投薬治療を開始してから、その薬が物足りなくなり、薬の増量や違う薬を求めたとき、それまでの服用期間の50%以上の期間をかけてゆっくり減薬して断薬します。
臨床現場でGABA-A受容体の状態をモニタリングしていないのが最大の問題です。患者を医師の主観を通して判断しているだけす。
GABA-A受容体作動薬は手っ取り早く結果が出ますが、問題の解決になっていません。借金の先送りみたいなものです。時間稼ぎしている間に何もしなければ、後はもっと苦労します。
悩ましい問題
別の診療科の医師が処方している薬を止めさせると、想定外の悪いことが起きた時に責任を追いきれません。それを防ぐには、その診療科の医師に連絡し意見交換し、可能であれば薬の減薬をお願いするのが良いと考えられます。
GABA-A受容体は興奮伝達を調節する部位で、そこにベンゾジアゼピン系などのGABA-A受容体作動薬が結合すると、興奮伝達を抑制します。GABA-A受容体作動薬は減薬時に、処方目的と反対の結果が起きることが多い。それを離脱症状といいます。GABA-A受容体は薬に長期間干渉されると、薬の効果を無力化するために減少したり、鈍感になります。その状態で減薬すると興奮を抑制しにくくなります。いきなり断薬するのは慎重さに欠けた判断です。GABA-A受容体作動薬の減薬は、離脱症状を感じさせない程度の量を患者と相談しながら決める地道な作業です。GABA-A受容体作動薬の減薬に詳しくないと判断を大きく間違えます。
薬を止めさせても改善しなければ、この薬は関係なかったと分かるのですが、時間がかかります。GABA-A受容体作動薬の悪影響を判定する為には、服用期間の50%は必要になるかもしれません。
このような混乱を防止するためには、GABA-A受容体作動薬の連用を制限するか、GABA-A受容体を検査する体制を整えるしか無いと思います。
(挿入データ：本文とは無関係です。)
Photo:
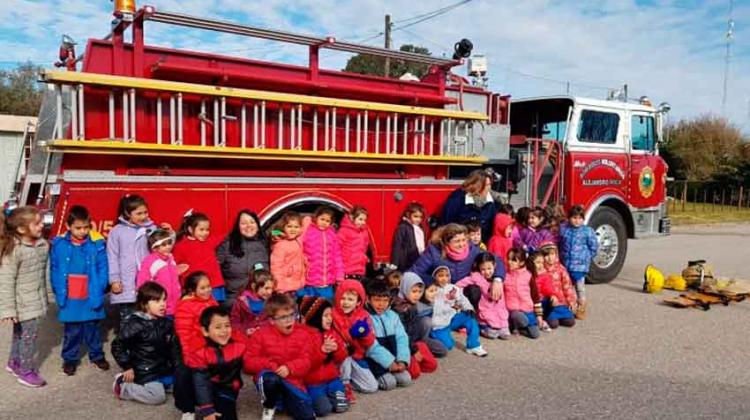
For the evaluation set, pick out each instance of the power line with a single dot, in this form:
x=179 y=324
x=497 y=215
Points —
x=434 y=13
x=431 y=15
コストの面では前者のほうが安く済みます。
精神医療の投薬治療の問題点は、なんとなく向精神薬を処方して、なんとなく判断していることで、脳神経を具体的に検査していません。そのような検査はお金も時間もかかる上、すべてを判断することもできません。ベンゾジアゼピン薬害裁判を傍聴して分かったことは、医師が判断したことは証拠になるが、患者側の考えは証拠にならないので、具体的に証拠を示す必要があることです。具体的な証拠を示していないのは医師も同じなのですが、権威的な医師が意見書を出せば裁判官は信用してしまいます。
ベンゾジアゼピン薬害問題は医学とか薬学とかの問題ではなく、自分で考えて判断することを放棄した人間が、代わりに判断してもらう過程で起きた必然的な現象です。
感謝
若倉雅登 様の勇気あるご指摘に感謝いたします。